By contrast, experts think Israel would need to dispatch many scores of jets and support aircraft against Iran, and possibly fire ballistic missiles, all difficult to hide from the public in a small country.
Though a media blackout would be allowed under Israeli emergency laws, such sudden and sweeping censorship would be so unprecedented as to telegraph what was meant to go unpublished - and in any event may prove impracticable in today’s wired world.

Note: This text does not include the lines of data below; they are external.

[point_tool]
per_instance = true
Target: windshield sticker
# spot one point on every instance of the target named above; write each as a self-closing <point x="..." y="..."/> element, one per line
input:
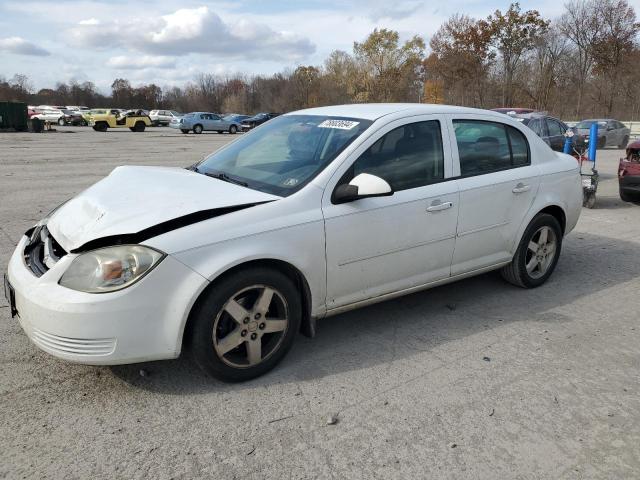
<point x="341" y="124"/>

Nonetheless, some other measures could limit exposure, such as choice of timing. The war on Palestinians in the Gaza Strip was launched on December 27, 2008, deep in the Western holiday season and on a Saturday morning, the Jewish sabbath, when Israel’s own media pare coverage to a minimum and newsrooms are barely staffed.
Israel is also trying to restrict the circle of those in the know. The number of those privy to the details of Iran planning in the military and government has been kept very small, a depth of secrecy akin to that surrounding Israel’s own nuclear program, which is assumed to include the region’s only atomic weapons.
Netanyahu would be legally required to gain security cabinet approval for an attack on Iran. But after a newspaper reported on Wednesday that ministers on the panel had been presented with conflicting intelligence assessments about Iran, a leak that angered Netanyahu, at least one senior leader, Foreign Minister Avigdor Lieberman, called for the 14-member security cabinet to be shrunk in order to ensure more discretion.
For similar ends, Israel may go so far as to temporarily misdirect its own populace, away from talk of imminent attack.
Days before the Gaza blitz, Ehud Barak - defense minister then, as now - made an unusual and unannounced live appearance on a top-rated TV satire show, where he took a roasting with good humor and made sure to give every impression that starting a war could not be further from his mind.
In another deliberate feint intended to wrongfoot the gossips, Israeli generals summoned officers from garrisons around Gaza to a weekend retreat, with their families, at a countryside spa. All but the most senior of those invited commanders were then surprised to be woken up, that Saturday morning, and dispatched back to base for combat within hours.
Asked about such ruses, a senior Israeli official shrugged and told Reuters they were a legitimate tactic for military planners dealing with a democratic society: “Such things are kosher,” he said, “when you have a free press and free speech.”
And while certainly not advocating the kind of extensive public discussion seen lately in Israel on the prospects for a conflict, the same official saw a counter-intuitive benefit in that such perpetual talk might erode Iran’s level of alertness:
“The more you brace to defend yourself, the more tired you get - or you make the mistake of writing off the threat as a bluff,” he said. “Perhaps that’s the case with Iran.”